Since I posted my story and the city material about the KPMG audit, I have had a few emails and phone conversations with people in the development business who wondered about some of the conclusions drawn.
One was the strange assessment about the weighting of the price in the evaluations among the three bidders. As described by KPMG, the city team originally developed a matrix with 57 factors to assess the three different bids (Millennium, Wall and Concord) and then later added in price, giving it a weight of as much as 14.5 per cent of the total. That change supposedly allowed Millennium to jump ahead of the others and become the winning bidder.
But people in the development industry say that price is always a factor in bids and that it’s not at all unusual to have a weight factor of 25 per cent, which is considerably more than the case here.
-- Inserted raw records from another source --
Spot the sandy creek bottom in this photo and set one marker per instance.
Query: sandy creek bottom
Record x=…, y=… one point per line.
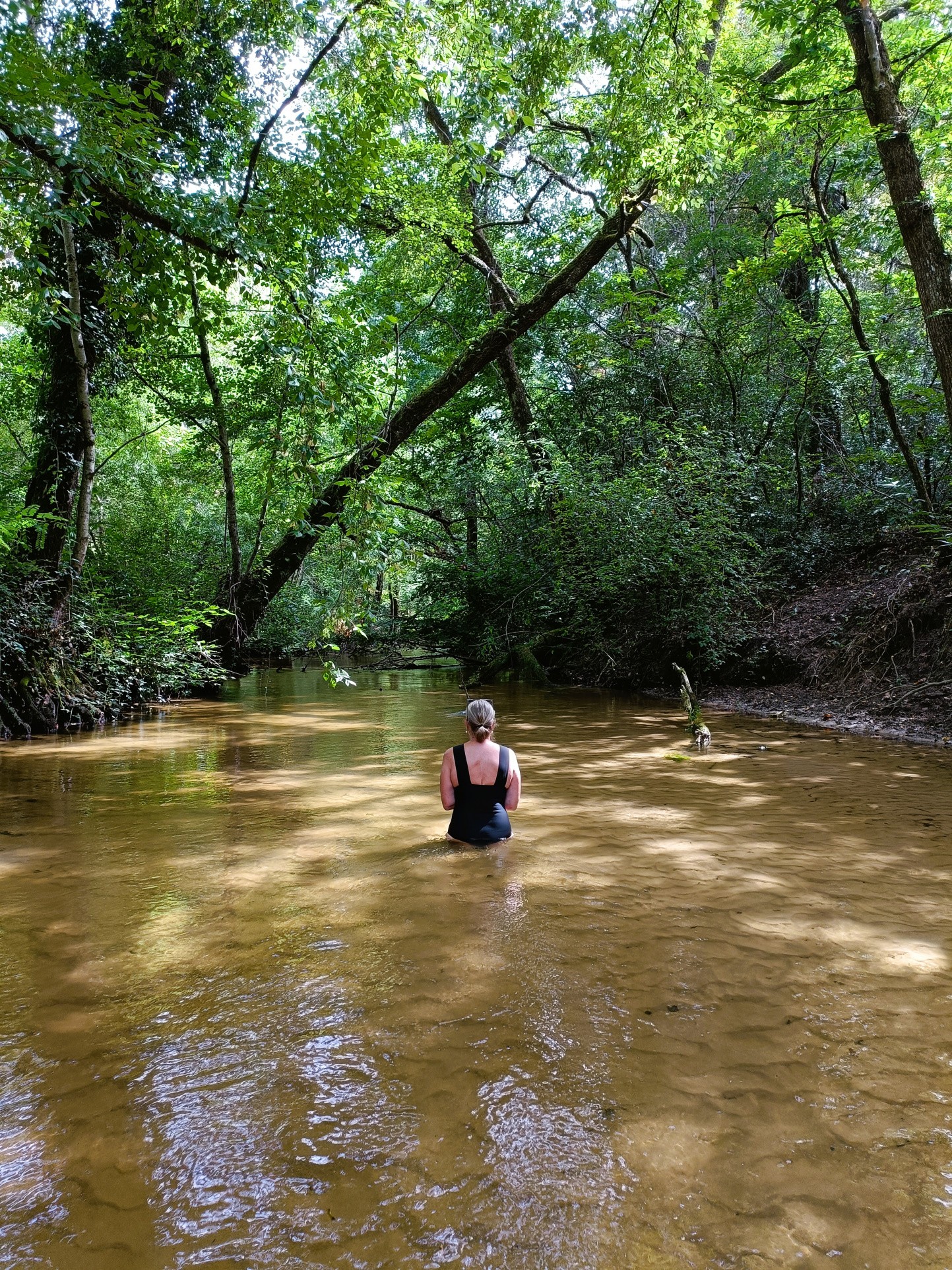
x=254, y=1013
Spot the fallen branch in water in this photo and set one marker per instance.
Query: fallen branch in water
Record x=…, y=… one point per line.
x=696, y=724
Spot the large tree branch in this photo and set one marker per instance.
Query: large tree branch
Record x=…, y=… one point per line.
x=254, y=595
x=79, y=178
x=292, y=97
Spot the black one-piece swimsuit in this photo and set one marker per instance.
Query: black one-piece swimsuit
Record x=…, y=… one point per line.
x=479, y=816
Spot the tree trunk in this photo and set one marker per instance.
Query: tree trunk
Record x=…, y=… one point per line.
x=851, y=300
x=59, y=464
x=251, y=596
x=501, y=298
x=931, y=263
x=222, y=428
x=89, y=441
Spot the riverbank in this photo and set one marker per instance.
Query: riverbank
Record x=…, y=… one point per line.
x=871, y=717
x=868, y=650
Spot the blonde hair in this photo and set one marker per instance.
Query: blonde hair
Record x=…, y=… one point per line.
x=482, y=718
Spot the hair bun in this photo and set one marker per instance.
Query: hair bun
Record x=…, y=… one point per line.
x=482, y=718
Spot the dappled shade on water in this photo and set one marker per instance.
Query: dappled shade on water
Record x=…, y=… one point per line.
x=257, y=1011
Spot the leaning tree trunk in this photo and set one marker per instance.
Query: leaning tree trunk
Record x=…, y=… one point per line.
x=931, y=263
x=59, y=464
x=84, y=506
x=253, y=595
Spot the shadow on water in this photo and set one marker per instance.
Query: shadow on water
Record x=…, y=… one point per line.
x=257, y=1010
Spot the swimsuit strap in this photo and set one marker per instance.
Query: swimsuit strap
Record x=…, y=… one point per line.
x=462, y=768
x=503, y=774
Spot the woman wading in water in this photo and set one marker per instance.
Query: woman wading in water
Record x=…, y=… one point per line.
x=480, y=782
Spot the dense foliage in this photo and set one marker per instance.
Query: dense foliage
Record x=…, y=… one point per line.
x=286, y=350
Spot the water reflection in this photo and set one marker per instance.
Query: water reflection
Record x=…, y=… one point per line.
x=255, y=1011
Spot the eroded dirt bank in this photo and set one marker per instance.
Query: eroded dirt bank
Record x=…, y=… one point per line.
x=868, y=650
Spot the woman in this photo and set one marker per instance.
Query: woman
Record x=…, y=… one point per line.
x=480, y=782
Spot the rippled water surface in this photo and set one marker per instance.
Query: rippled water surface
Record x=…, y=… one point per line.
x=254, y=1013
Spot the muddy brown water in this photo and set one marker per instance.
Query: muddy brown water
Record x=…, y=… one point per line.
x=254, y=1013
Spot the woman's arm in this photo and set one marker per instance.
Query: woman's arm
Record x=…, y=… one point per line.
x=513, y=785
x=447, y=775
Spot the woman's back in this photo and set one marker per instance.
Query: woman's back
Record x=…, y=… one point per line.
x=480, y=782
x=479, y=812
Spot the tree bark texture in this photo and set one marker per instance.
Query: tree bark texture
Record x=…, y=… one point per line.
x=59, y=464
x=221, y=426
x=931, y=263
x=253, y=595
x=501, y=298
x=84, y=506
x=851, y=299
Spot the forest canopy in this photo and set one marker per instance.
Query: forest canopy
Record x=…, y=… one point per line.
x=560, y=338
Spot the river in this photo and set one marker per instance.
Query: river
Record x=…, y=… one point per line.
x=255, y=1013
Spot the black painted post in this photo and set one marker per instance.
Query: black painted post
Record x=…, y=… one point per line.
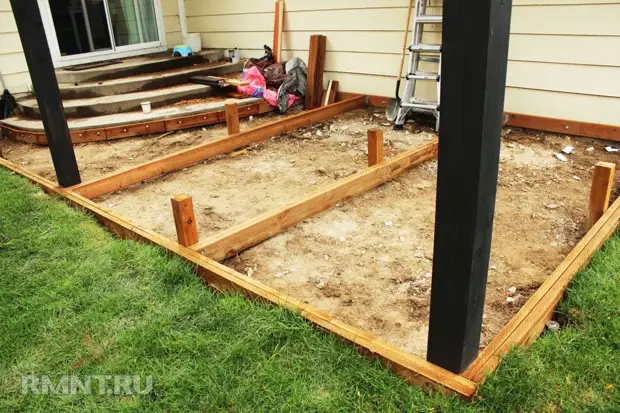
x=475, y=54
x=39, y=59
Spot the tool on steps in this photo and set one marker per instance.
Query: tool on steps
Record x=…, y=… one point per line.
x=215, y=81
x=418, y=52
x=182, y=50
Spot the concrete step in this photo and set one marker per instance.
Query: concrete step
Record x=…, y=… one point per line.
x=145, y=82
x=130, y=118
x=148, y=81
x=137, y=66
x=116, y=104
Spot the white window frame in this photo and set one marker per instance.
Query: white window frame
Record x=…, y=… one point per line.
x=116, y=52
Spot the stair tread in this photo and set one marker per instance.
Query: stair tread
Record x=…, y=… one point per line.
x=143, y=95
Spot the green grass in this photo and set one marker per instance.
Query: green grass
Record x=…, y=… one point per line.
x=75, y=300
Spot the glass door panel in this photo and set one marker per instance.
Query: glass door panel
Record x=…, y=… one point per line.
x=133, y=21
x=81, y=26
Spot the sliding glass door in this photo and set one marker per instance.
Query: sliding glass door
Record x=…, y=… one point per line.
x=84, y=31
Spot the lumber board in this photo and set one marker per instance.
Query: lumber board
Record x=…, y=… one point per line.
x=184, y=220
x=278, y=25
x=246, y=234
x=600, y=191
x=529, y=322
x=232, y=118
x=160, y=166
x=414, y=369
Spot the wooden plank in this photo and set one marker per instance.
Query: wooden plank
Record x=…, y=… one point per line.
x=469, y=147
x=571, y=127
x=529, y=321
x=43, y=75
x=160, y=166
x=313, y=61
x=278, y=24
x=320, y=70
x=246, y=234
x=600, y=191
x=330, y=94
x=413, y=369
x=184, y=220
x=232, y=118
x=375, y=146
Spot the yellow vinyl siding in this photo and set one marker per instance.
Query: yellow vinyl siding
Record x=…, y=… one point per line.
x=564, y=56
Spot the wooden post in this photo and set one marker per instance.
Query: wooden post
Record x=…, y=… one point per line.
x=41, y=68
x=184, y=220
x=277, y=30
x=600, y=193
x=375, y=146
x=475, y=53
x=316, y=67
x=232, y=118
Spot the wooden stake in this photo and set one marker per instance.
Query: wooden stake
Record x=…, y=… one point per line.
x=375, y=146
x=600, y=193
x=184, y=220
x=316, y=67
x=232, y=118
x=277, y=30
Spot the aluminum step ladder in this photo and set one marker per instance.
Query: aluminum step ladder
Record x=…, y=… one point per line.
x=419, y=52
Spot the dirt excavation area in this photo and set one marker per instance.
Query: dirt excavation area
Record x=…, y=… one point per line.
x=367, y=261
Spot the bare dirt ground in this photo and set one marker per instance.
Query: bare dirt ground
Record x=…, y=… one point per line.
x=367, y=261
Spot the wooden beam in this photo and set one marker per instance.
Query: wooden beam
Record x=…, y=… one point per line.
x=375, y=146
x=529, y=322
x=232, y=118
x=278, y=25
x=242, y=236
x=43, y=76
x=160, y=166
x=473, y=75
x=316, y=67
x=600, y=192
x=413, y=369
x=330, y=94
x=184, y=220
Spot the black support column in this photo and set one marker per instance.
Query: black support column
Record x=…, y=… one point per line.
x=475, y=53
x=39, y=59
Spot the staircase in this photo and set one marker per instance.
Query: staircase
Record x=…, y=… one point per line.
x=105, y=96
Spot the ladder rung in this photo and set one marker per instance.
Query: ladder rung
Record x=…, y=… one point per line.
x=423, y=76
x=425, y=48
x=429, y=59
x=420, y=104
x=429, y=19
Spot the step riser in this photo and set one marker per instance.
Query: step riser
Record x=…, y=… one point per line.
x=147, y=84
x=125, y=106
x=105, y=73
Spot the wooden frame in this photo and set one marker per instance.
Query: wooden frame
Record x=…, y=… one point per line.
x=521, y=330
x=247, y=234
x=530, y=321
x=413, y=369
x=160, y=166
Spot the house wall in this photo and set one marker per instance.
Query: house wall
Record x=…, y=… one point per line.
x=564, y=58
x=13, y=63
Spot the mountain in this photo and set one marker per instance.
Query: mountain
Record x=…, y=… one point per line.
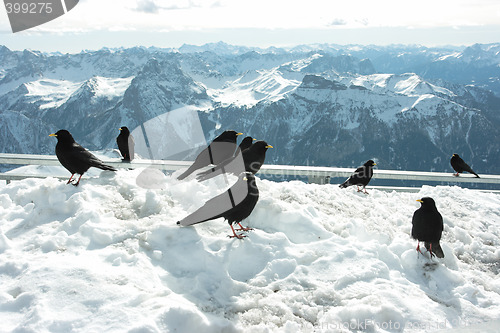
x=407, y=107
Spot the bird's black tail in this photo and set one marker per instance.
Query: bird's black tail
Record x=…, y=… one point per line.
x=103, y=166
x=436, y=249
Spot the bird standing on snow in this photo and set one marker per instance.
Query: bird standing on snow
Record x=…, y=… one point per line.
x=459, y=165
x=74, y=157
x=428, y=227
x=221, y=148
x=234, y=205
x=250, y=160
x=361, y=176
x=126, y=144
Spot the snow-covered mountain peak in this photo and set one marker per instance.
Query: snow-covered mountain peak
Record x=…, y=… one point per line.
x=253, y=87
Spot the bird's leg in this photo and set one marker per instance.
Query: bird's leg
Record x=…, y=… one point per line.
x=418, y=248
x=242, y=228
x=69, y=181
x=430, y=250
x=78, y=182
x=235, y=234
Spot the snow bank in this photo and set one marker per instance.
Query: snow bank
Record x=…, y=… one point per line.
x=108, y=256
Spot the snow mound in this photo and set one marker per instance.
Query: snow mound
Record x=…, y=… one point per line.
x=108, y=256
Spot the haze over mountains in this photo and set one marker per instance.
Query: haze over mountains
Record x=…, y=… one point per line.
x=406, y=107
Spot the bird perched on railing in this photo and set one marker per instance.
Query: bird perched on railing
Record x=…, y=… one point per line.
x=361, y=176
x=428, y=227
x=221, y=148
x=234, y=205
x=459, y=165
x=74, y=157
x=250, y=159
x=126, y=144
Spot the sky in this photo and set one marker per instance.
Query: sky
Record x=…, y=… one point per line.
x=94, y=24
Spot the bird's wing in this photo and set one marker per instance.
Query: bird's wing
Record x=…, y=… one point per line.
x=234, y=165
x=131, y=145
x=83, y=156
x=218, y=206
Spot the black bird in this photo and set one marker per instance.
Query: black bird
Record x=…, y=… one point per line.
x=251, y=160
x=428, y=227
x=361, y=176
x=234, y=205
x=126, y=144
x=459, y=166
x=244, y=144
x=74, y=157
x=221, y=148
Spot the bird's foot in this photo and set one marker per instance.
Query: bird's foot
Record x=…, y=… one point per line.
x=242, y=228
x=236, y=236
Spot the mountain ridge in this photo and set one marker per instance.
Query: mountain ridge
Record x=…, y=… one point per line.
x=330, y=106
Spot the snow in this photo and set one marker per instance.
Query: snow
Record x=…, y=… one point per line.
x=255, y=86
x=108, y=256
x=54, y=93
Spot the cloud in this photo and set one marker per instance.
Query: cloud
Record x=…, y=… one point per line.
x=338, y=21
x=147, y=6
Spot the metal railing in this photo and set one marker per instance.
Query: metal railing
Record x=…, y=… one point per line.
x=318, y=175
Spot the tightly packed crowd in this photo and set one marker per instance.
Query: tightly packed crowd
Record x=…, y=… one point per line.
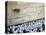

Another point raised is the report’s oblique conclusion that Millennium didn’t have the financing capacity for that big a project and that the city would have done better with one of the other two bidders, which had longer tracker records and more financing depth. But, again, I’ve heard from people in the development world that the city’s Olympics project was considered to be unfinanceable as the terms stood — the time frame was insanely short to try to put together a financing package, which in Canada typically involves a syndicate of banks, and the city’s insistence that it retain title to the land was a major deal-breaker for many potential financiers of the project.
If that last is true, it makes it look not so much that the city was wrong to pick Millennium but that Millennium made a mistake by not being more aggressive with the city in changing the terms of the deal. Just a thought, but I’m wondering what you wizards out there think of that information.